PVIEW: Princeton LC-MS/MS Data Viewer and Analyzer


This software implements the algorithms described in the following papers. Please cite these papers if you find PVIEW helpful for your work. Thanks!!!

You can also read about the basic idea here:

We've also presented this work as posters at the annual American Society for Mass Spectrometry (ASMS) conference:

PVIEW has also been used successfully in the following papers, with more forthcoming.

PVIEW has a number of useful features

Sign up for the Google Groups email list by clicking here PVIEW Google Group.

System Requirements: For full data visualization capabilities, we recommend a computer with 8GB of RAM or more and a 64-bit operating system.

Source Code

Click here to download (pview_src_23dec2012.zip).

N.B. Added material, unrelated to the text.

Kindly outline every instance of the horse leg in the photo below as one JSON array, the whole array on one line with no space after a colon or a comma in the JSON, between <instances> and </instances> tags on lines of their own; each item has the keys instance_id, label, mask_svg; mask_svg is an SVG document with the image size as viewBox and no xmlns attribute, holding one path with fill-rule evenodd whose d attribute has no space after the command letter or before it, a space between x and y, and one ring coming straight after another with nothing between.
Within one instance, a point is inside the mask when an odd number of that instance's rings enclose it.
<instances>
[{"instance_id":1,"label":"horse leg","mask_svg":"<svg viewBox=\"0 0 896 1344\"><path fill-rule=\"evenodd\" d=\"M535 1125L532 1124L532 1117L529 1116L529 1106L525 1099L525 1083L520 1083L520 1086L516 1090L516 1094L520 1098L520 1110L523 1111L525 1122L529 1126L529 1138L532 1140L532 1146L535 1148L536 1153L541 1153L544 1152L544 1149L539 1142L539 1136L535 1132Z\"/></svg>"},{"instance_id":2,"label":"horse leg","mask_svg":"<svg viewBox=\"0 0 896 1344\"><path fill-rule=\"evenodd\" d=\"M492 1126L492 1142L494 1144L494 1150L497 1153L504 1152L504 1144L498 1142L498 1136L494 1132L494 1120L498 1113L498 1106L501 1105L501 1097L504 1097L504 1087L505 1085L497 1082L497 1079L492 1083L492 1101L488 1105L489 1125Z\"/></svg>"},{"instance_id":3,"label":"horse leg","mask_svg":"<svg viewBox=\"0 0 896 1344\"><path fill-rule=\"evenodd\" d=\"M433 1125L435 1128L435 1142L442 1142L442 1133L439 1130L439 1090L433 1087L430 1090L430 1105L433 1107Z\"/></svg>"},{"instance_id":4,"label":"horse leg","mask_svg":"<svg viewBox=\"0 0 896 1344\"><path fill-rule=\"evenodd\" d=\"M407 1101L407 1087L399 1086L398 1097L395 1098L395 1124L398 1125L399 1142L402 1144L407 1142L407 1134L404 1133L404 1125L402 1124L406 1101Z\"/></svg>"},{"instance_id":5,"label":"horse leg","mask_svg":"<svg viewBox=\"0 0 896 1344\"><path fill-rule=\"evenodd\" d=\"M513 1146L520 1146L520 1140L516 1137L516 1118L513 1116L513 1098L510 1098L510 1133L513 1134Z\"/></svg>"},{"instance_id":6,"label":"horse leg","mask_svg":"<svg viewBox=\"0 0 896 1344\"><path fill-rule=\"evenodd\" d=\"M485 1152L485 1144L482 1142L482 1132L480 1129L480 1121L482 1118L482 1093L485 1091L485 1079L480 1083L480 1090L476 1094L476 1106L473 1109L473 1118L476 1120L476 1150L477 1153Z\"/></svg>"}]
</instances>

We request you to read the copyright notice at the bottom of this web page before downloading the software.

PVIEW requires Qt version 4.3.x or newer and the Expat XML Parser version 2.0.1 or newer. The R Statistical Programming Language is highly recommended for data analysis.

Please read the included README for instructions on how to compile the source code for your operating system.

Binaries

For your convenience, we've created binaries for Windows. If you're unable to run PVIEW, please try installing the Visual C++ 2008 Redistributable package (included as vcredist_x86.exe, 32-bit, or vcredist_x64.exe, 64-bit, in the .zip files above).

Column Descriptions

Below are column descriptions for the main output file for isotope-labeled quantification for 2 labels:
ratio.id
identifier of a specific XIC pair used for quantification
group.id
identifier associated with a particular group of proteins
protein.group
protein group, based on peptides identified, the most specific protein IDs possible
protein.group.nfrags
number of fragments within 6-40aa for each member of the protein group, useful for absolute quantification
group.N
number of ratios in each protein group
group.log2.HL.ratio
median heavy/light ratio for protein group
group.c
isotope pair condition, pulled from directory structure
group.r
isotope pair replicate, pulled from directory structure
group.i
isotope pair instrument run, pulled from file name
L.mz
m/z of light XIC in isotope pair
L.rt
retention time of light XIC in isotope pair
H.mz
m/z of heavy XIC in isotope pair
H.rt
retention time of heavy XIC in isotope pair
log2.HL.ratio
log2(heavy/light) ratio for pair pair
log2.xicH
area under of heavy XIC
log2.xicL
area under of light XIC
log2.xicHL.avg
average of area under XICs
ms2.scanNum
spectrum scan number for MS/MS ID
ms2.mz
precursor m/z for MS/MS spectrum
ms2.score
MS/MS search score
ms2.qvalue
q-value or FDR corrected significance for search result
ms2.charge
precursor charge of MS/MS spectrum
ms2.protein
proteins from which the search result can originate from, separated by ||||, use strsplit in R
ms2.protein.nfrags
number of fragments in 6-40aa range, useful for absolute quantification
ms2.seq
peptide sequences assigned to this isotope pair
ms2.missedcleaves
number of missed cleaves in peptide match
ms2.ppm.error
precursor mass error in PPMs
mz.theory
theoretical m/z for the peptide match
ms2.Nmods
number of variable modifications in peptide match
ms2.origin
XIC from which match was obtained (heavy or light)
ms2.shared
set to true if peptide is shared between multiple protein groups

Thermo2PVIEW: Converting .RAW files to PVIEW .mzXML

PVIEW takes only centroided mzXML files as input. For ThermoFisher LTQ-Orbitrap and LTQ-FTICR instruments, we recommend you collect the MS1 scans in profile mode and MS2 scans in centroid mode. If the data files are too big, centroid MS1 and centroid MS2 work just almost as well.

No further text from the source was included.